Soldeu is one cracking bike park, serviced in what I have learned to be typically efficient Andorran fashion by the fast and modern lifts and favoured by locals and Spaniards in the know. Queues are non–existent and the tracks are quite simply, fun. I love the place and I’ll be back there to ride the dusty, twisty flow–tastic trails hopefully very soon.ORDINO AND VALLNORD
Glamour never suited me, a downgrade from the swankiness of Soldeu’s hotel was bound to come and wouldn’t have been ill–received. Downgrade, however, is not in Martin’s vocabulary. We took a mountain pass from Soldeu over to our next destination, Ordino, which sits in the second of Andorra’s two main valleys. Andorra really is a small place, but it sure packs in the peaks, and this particular road took us over one of the highest and most spectacular. We were blessed by an evening display of light as the sun set on the hillsides all around us. Later we arrived into Ordino’s popular and inventively named Hotel Ordino. ‘Posh’ is not the right word, but pleasant, welcoming and well–equipped for bikes it most certainly is. The bike cellar with hooks, tools and workstand was good to see. Also a welcome addition to any hotel is a great view out the window, and there’s no lack of vistas around Ordino. Steep–sided valleys disappear into the distance in any direction you look and there is an altogether more ‘natural’ feel to the area than in Soldeu. Rivers flow, forests thrive and, oddly, tobacco is cultivated on every spare patch of land.

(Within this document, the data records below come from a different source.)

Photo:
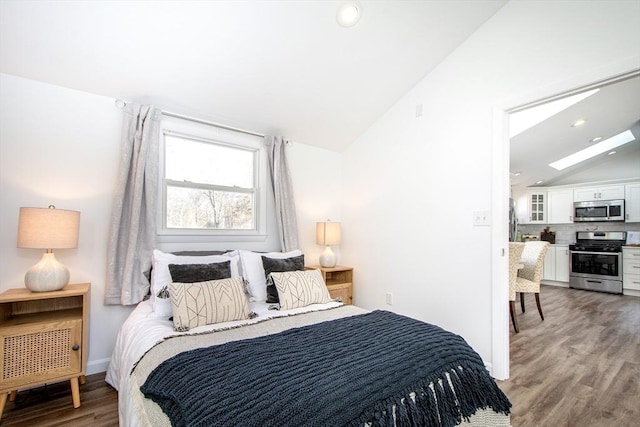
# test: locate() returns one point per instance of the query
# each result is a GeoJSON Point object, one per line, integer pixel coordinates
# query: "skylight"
{"type": "Point", "coordinates": [526, 119]}
{"type": "Point", "coordinates": [589, 152]}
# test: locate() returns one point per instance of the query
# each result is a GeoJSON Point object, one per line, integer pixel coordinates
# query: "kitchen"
{"type": "Point", "coordinates": [590, 249]}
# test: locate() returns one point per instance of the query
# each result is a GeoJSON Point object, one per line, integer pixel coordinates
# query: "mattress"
{"type": "Point", "coordinates": [145, 341]}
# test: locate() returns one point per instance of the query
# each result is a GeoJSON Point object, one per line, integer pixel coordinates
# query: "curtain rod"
{"type": "Point", "coordinates": [121, 104]}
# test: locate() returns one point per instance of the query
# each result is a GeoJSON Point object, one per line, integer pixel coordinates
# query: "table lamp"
{"type": "Point", "coordinates": [328, 233]}
{"type": "Point", "coordinates": [47, 228]}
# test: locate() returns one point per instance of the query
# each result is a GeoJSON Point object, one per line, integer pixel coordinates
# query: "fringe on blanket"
{"type": "Point", "coordinates": [443, 401]}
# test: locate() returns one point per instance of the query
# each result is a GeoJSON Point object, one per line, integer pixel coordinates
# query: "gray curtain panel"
{"type": "Point", "coordinates": [283, 191]}
{"type": "Point", "coordinates": [133, 221]}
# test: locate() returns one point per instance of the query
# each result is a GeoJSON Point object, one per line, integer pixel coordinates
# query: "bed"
{"type": "Point", "coordinates": [313, 361]}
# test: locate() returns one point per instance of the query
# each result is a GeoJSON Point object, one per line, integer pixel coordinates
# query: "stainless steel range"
{"type": "Point", "coordinates": [596, 261]}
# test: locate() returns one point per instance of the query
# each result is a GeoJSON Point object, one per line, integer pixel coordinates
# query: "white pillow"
{"type": "Point", "coordinates": [161, 277]}
{"type": "Point", "coordinates": [253, 270]}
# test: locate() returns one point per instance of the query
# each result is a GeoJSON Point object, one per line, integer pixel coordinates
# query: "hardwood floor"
{"type": "Point", "coordinates": [581, 366]}
{"type": "Point", "coordinates": [51, 405]}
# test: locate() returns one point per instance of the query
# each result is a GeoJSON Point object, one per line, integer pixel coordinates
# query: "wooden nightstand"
{"type": "Point", "coordinates": [339, 280]}
{"type": "Point", "coordinates": [43, 339]}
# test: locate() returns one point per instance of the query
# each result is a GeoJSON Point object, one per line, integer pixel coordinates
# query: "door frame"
{"type": "Point", "coordinates": [500, 190]}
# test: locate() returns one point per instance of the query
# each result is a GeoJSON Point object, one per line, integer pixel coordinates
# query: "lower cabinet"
{"type": "Point", "coordinates": [557, 264]}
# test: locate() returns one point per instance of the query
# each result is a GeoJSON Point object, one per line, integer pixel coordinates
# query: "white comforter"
{"type": "Point", "coordinates": [142, 331]}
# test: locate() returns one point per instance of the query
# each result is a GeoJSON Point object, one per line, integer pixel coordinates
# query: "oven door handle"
{"type": "Point", "coordinates": [596, 253]}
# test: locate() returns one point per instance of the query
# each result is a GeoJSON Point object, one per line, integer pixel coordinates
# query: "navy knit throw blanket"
{"type": "Point", "coordinates": [379, 368]}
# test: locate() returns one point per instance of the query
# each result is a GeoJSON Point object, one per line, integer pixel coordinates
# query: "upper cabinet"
{"type": "Point", "coordinates": [560, 206]}
{"type": "Point", "coordinates": [632, 202]}
{"type": "Point", "coordinates": [531, 206]}
{"type": "Point", "coordinates": [605, 192]}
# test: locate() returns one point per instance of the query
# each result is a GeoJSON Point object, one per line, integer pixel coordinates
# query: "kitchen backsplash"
{"type": "Point", "coordinates": [566, 233]}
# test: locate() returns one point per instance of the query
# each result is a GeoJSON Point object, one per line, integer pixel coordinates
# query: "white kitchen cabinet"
{"type": "Point", "coordinates": [560, 206]}
{"type": "Point", "coordinates": [556, 264]}
{"type": "Point", "coordinates": [531, 206]}
{"type": "Point", "coordinates": [630, 268]}
{"type": "Point", "coordinates": [632, 202]}
{"type": "Point", "coordinates": [604, 192]}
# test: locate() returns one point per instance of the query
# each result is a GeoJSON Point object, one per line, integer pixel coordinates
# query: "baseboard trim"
{"type": "Point", "coordinates": [97, 366]}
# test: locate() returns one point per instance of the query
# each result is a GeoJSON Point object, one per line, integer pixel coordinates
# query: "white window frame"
{"type": "Point", "coordinates": [199, 131]}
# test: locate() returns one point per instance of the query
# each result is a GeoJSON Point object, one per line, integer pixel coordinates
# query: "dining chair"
{"type": "Point", "coordinates": [515, 252]}
{"type": "Point", "coordinates": [530, 275]}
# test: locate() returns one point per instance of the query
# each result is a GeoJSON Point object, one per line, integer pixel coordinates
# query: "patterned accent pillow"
{"type": "Point", "coordinates": [279, 265]}
{"type": "Point", "coordinates": [161, 278]}
{"type": "Point", "coordinates": [300, 288]}
{"type": "Point", "coordinates": [204, 303]}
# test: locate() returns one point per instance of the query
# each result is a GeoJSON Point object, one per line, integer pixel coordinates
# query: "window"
{"type": "Point", "coordinates": [211, 180]}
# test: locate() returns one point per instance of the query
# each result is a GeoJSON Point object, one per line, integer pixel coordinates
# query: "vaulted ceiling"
{"type": "Point", "coordinates": [612, 109]}
{"type": "Point", "coordinates": [276, 67]}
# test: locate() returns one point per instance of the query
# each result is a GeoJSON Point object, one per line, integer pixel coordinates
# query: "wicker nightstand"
{"type": "Point", "coordinates": [339, 280]}
{"type": "Point", "coordinates": [43, 339]}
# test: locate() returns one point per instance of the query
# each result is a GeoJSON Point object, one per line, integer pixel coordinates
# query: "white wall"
{"type": "Point", "coordinates": [413, 183]}
{"type": "Point", "coordinates": [61, 146]}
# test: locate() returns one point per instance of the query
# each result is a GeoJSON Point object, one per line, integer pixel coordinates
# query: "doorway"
{"type": "Point", "coordinates": [501, 184]}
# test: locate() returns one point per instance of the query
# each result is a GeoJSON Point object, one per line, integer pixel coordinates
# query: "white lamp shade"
{"type": "Point", "coordinates": [328, 233]}
{"type": "Point", "coordinates": [48, 228]}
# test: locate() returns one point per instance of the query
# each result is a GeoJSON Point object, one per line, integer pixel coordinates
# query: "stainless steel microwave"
{"type": "Point", "coordinates": [598, 210]}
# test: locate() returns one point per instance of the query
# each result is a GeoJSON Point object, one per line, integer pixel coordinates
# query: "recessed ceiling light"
{"type": "Point", "coordinates": [349, 13]}
{"type": "Point", "coordinates": [592, 151]}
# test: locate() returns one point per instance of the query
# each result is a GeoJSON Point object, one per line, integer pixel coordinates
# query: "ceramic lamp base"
{"type": "Point", "coordinates": [328, 258]}
{"type": "Point", "coordinates": [47, 275]}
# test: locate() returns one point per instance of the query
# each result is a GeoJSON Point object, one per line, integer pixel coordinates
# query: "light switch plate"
{"type": "Point", "coordinates": [481, 218]}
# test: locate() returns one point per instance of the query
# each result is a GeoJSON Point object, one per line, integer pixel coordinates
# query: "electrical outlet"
{"type": "Point", "coordinates": [481, 218]}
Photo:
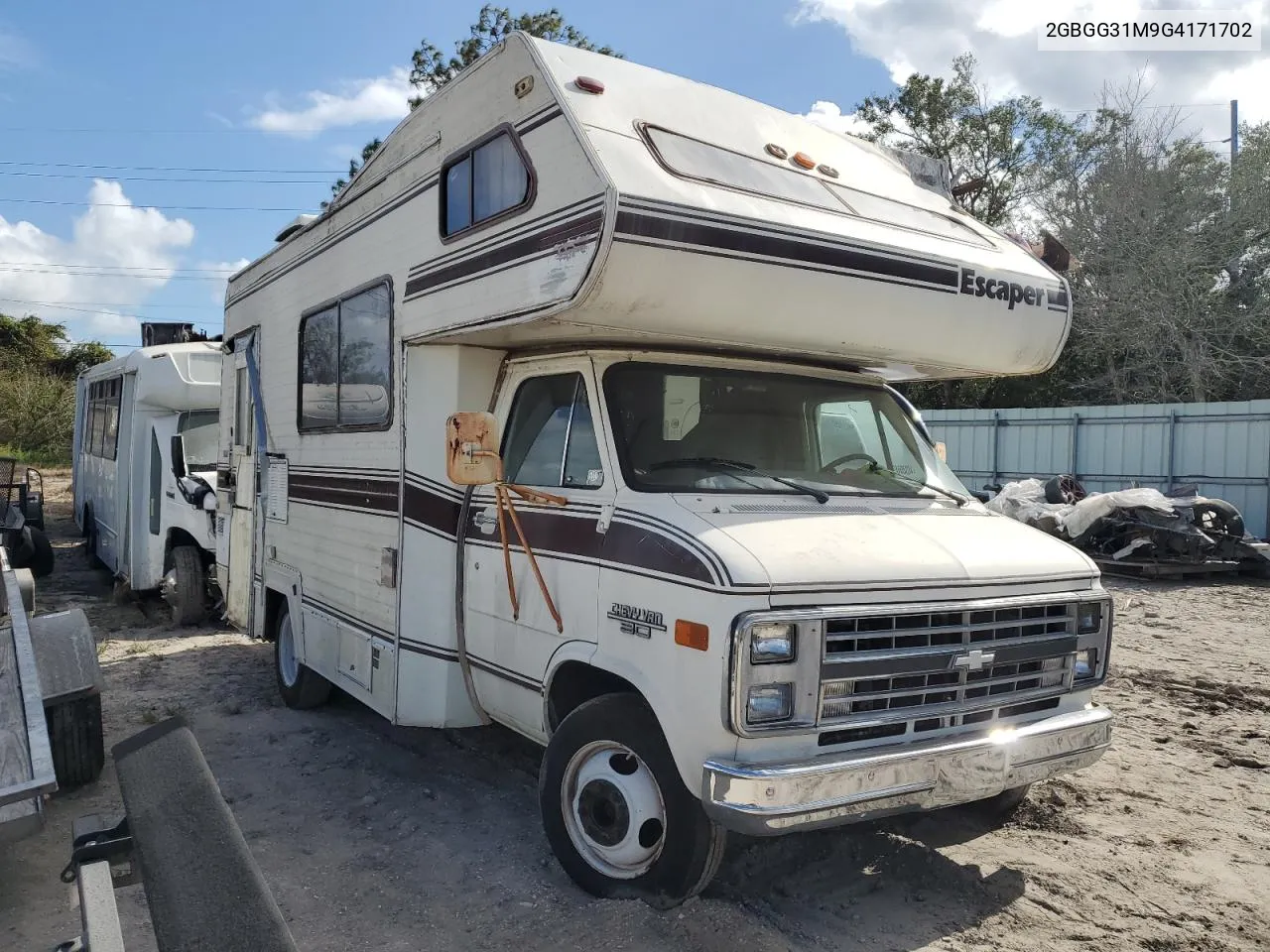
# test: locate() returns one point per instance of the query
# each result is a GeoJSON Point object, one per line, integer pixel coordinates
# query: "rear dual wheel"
{"type": "Point", "coordinates": [615, 810]}
{"type": "Point", "coordinates": [300, 687]}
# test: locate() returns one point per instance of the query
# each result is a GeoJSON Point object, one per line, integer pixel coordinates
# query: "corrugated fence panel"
{"type": "Point", "coordinates": [1224, 448]}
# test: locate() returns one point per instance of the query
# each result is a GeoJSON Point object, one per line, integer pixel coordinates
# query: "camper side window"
{"type": "Point", "coordinates": [102, 417]}
{"type": "Point", "coordinates": [345, 356]}
{"type": "Point", "coordinates": [483, 182]}
{"type": "Point", "coordinates": [552, 436]}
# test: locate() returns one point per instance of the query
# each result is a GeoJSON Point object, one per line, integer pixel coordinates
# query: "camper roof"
{"type": "Point", "coordinates": [169, 376]}
{"type": "Point", "coordinates": [722, 222]}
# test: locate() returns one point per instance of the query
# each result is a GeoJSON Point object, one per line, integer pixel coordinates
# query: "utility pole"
{"type": "Point", "coordinates": [1234, 130]}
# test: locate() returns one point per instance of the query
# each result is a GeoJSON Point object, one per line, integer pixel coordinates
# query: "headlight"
{"type": "Point", "coordinates": [1088, 617]}
{"type": "Point", "coordinates": [770, 702]}
{"type": "Point", "coordinates": [1086, 664]}
{"type": "Point", "coordinates": [771, 644]}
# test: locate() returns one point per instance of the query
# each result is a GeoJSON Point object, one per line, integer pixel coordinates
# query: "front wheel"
{"type": "Point", "coordinates": [300, 687]}
{"type": "Point", "coordinates": [185, 587]}
{"type": "Point", "coordinates": [615, 810]}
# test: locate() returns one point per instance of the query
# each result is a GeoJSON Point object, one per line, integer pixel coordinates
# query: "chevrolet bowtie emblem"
{"type": "Point", "coordinates": [973, 661]}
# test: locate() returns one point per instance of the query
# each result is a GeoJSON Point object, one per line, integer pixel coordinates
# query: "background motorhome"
{"type": "Point", "coordinates": [683, 308]}
{"type": "Point", "coordinates": [148, 516]}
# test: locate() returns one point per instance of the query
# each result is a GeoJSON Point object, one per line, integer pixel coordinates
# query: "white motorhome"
{"type": "Point", "coordinates": [146, 515]}
{"type": "Point", "coordinates": [753, 597]}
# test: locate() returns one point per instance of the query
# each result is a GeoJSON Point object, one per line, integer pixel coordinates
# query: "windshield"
{"type": "Point", "coordinates": [200, 431]}
{"type": "Point", "coordinates": [683, 428]}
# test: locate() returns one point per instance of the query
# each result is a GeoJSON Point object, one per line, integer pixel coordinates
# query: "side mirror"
{"type": "Point", "coordinates": [471, 449]}
{"type": "Point", "coordinates": [178, 456]}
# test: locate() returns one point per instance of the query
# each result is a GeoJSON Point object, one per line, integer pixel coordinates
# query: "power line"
{"type": "Point", "coordinates": [211, 321]}
{"type": "Point", "coordinates": [107, 130]}
{"type": "Point", "coordinates": [158, 207]}
{"type": "Point", "coordinates": [173, 168]}
{"type": "Point", "coordinates": [118, 267]}
{"type": "Point", "coordinates": [162, 178]}
{"type": "Point", "coordinates": [113, 275]}
{"type": "Point", "coordinates": [100, 304]}
{"type": "Point", "coordinates": [1162, 105]}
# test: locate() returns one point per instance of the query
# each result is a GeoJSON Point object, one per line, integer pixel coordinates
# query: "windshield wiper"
{"type": "Point", "coordinates": [735, 465]}
{"type": "Point", "coordinates": [919, 484]}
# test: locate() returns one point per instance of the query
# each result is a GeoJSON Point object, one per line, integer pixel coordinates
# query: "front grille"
{"type": "Point", "coordinates": [948, 667]}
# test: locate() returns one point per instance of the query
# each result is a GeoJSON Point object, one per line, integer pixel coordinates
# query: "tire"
{"type": "Point", "coordinates": [615, 746]}
{"type": "Point", "coordinates": [76, 740]}
{"type": "Point", "coordinates": [300, 687]}
{"type": "Point", "coordinates": [1065, 490]}
{"type": "Point", "coordinates": [42, 558]}
{"type": "Point", "coordinates": [1002, 806]}
{"type": "Point", "coordinates": [186, 585]}
{"type": "Point", "coordinates": [1219, 517]}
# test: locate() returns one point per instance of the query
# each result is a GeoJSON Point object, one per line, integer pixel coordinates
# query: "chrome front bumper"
{"type": "Point", "coordinates": [765, 800]}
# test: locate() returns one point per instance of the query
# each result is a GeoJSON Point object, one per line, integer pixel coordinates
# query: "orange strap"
{"type": "Point", "coordinates": [503, 492]}
{"type": "Point", "coordinates": [507, 509]}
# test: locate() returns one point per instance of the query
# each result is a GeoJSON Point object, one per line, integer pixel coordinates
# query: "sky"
{"type": "Point", "coordinates": [150, 149]}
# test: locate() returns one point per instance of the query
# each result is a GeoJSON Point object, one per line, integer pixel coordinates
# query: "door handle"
{"type": "Point", "coordinates": [486, 520]}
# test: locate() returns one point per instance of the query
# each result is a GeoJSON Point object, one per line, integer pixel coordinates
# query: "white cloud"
{"type": "Point", "coordinates": [925, 36]}
{"type": "Point", "coordinates": [830, 117]}
{"type": "Point", "coordinates": [14, 51]}
{"type": "Point", "coordinates": [377, 99]}
{"type": "Point", "coordinates": [229, 270]}
{"type": "Point", "coordinates": [117, 253]}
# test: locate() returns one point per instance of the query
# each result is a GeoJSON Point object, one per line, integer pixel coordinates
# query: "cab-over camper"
{"type": "Point", "coordinates": [576, 417]}
{"type": "Point", "coordinates": [144, 463]}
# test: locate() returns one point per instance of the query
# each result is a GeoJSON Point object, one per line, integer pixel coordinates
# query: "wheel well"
{"type": "Point", "coordinates": [575, 683]}
{"type": "Point", "coordinates": [177, 538]}
{"type": "Point", "coordinates": [273, 604]}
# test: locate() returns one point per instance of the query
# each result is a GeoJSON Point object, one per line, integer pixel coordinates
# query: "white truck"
{"type": "Point", "coordinates": [146, 429]}
{"type": "Point", "coordinates": [684, 532]}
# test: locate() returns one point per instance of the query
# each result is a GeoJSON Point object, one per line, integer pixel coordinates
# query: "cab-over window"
{"type": "Point", "coordinates": [484, 181]}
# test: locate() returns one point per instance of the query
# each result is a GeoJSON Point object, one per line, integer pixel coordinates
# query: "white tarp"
{"type": "Point", "coordinates": [1025, 500]}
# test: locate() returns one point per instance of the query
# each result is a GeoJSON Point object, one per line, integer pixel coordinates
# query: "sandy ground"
{"type": "Point", "coordinates": [381, 838]}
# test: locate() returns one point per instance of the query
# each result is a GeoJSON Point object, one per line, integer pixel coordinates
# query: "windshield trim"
{"type": "Point", "coordinates": [633, 481]}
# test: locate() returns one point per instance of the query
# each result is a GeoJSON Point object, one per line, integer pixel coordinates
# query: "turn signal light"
{"type": "Point", "coordinates": [691, 635]}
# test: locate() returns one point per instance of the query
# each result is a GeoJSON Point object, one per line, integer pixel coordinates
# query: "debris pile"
{"type": "Point", "coordinates": [1137, 531]}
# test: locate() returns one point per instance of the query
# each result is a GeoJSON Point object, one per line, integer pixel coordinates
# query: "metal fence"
{"type": "Point", "coordinates": [1223, 448]}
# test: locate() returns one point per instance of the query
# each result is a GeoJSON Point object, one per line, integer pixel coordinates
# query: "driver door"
{"type": "Point", "coordinates": [550, 442]}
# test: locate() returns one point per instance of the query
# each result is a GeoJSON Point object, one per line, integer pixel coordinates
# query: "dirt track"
{"type": "Point", "coordinates": [381, 838]}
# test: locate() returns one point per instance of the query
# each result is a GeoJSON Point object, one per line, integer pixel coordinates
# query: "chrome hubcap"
{"type": "Point", "coordinates": [613, 810]}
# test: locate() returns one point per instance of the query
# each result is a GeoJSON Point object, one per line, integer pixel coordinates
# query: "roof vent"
{"type": "Point", "coordinates": [299, 223]}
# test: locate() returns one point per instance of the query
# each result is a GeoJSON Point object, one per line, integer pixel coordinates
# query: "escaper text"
{"type": "Point", "coordinates": [1001, 290]}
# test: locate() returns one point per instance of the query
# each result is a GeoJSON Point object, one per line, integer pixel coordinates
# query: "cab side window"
{"type": "Point", "coordinates": [550, 436]}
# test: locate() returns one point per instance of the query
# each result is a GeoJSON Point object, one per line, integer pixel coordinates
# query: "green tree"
{"type": "Point", "coordinates": [431, 68]}
{"type": "Point", "coordinates": [37, 385]}
{"type": "Point", "coordinates": [30, 341]}
{"type": "Point", "coordinates": [32, 344]}
{"type": "Point", "coordinates": [1003, 150]}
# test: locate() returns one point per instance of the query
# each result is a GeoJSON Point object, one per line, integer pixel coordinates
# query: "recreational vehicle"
{"type": "Point", "coordinates": [578, 416]}
{"type": "Point", "coordinates": [145, 458]}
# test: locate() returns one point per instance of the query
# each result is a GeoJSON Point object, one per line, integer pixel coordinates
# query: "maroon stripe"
{"type": "Point", "coordinates": [432, 509]}
{"type": "Point", "coordinates": [511, 252]}
{"type": "Point", "coordinates": [379, 495]}
{"type": "Point", "coordinates": [638, 547]}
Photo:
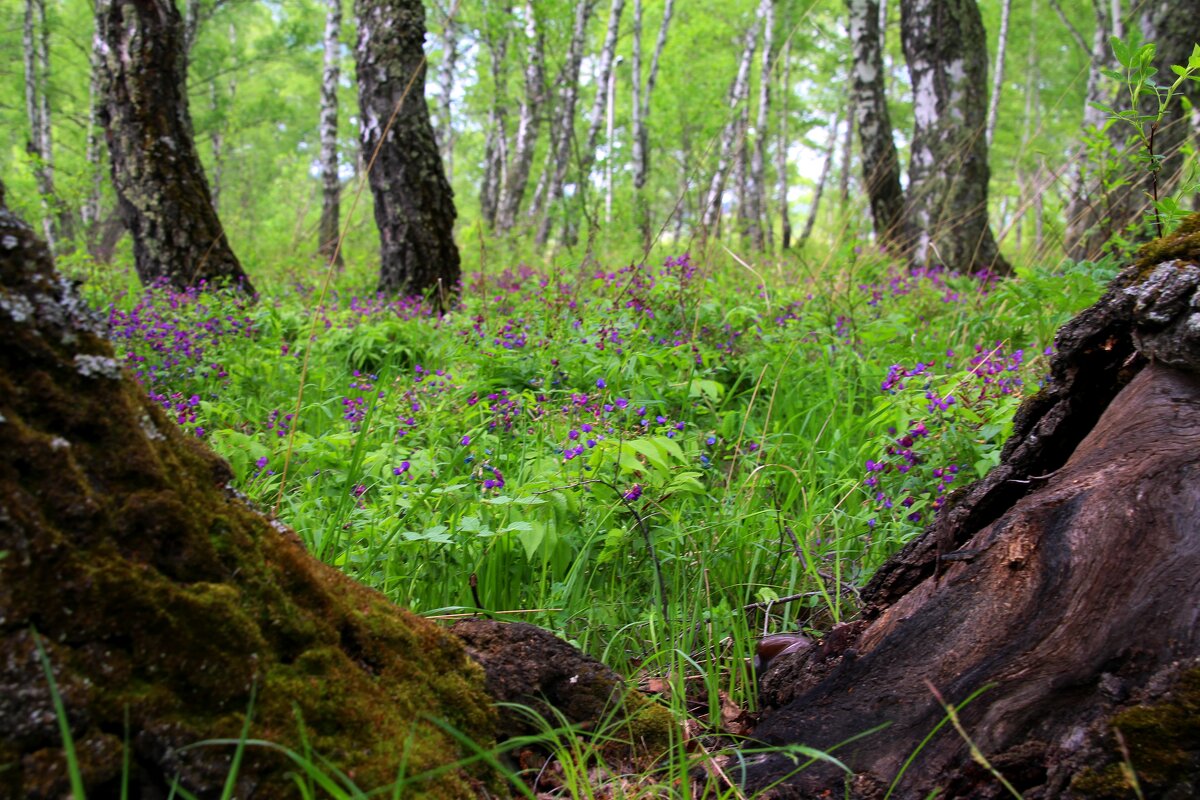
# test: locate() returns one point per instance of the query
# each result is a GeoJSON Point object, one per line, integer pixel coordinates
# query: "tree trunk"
{"type": "Point", "coordinates": [496, 143]}
{"type": "Point", "coordinates": [642, 110]}
{"type": "Point", "coordinates": [329, 228]}
{"type": "Point", "coordinates": [528, 124]}
{"type": "Point", "coordinates": [414, 204]}
{"type": "Point", "coordinates": [738, 94]}
{"type": "Point", "coordinates": [163, 196]}
{"type": "Point", "coordinates": [756, 194]}
{"type": "Point", "coordinates": [997, 79]}
{"type": "Point", "coordinates": [947, 200]}
{"type": "Point", "coordinates": [1062, 587]}
{"type": "Point", "coordinates": [604, 72]}
{"type": "Point", "coordinates": [563, 134]}
{"type": "Point", "coordinates": [881, 166]}
{"type": "Point", "coordinates": [826, 169]}
{"type": "Point", "coordinates": [444, 130]}
{"type": "Point", "coordinates": [785, 220]}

The cruise down from Ordino is a pleasant five minute freewheel in the morning, which brings you to the town of La Massana, a picturesque, vibrant little town with direct gondola access to the Vallnord bike park – the site of several previous World Cup races and venue again in 2013. As part of his package deal, Martin offers accommodation directly adjacent to the brand new gondola and as central as is physically possible.
Weekends bring throngs of Andorran, French and mostly Spanish bike riders to the slopes of Vallnord, and the place is positively teeming with all sorts of folk; men, women, kids and adults all ride the bike park and it is unbelievably busy on first sight compared to the impression that I had in my mind before visiting.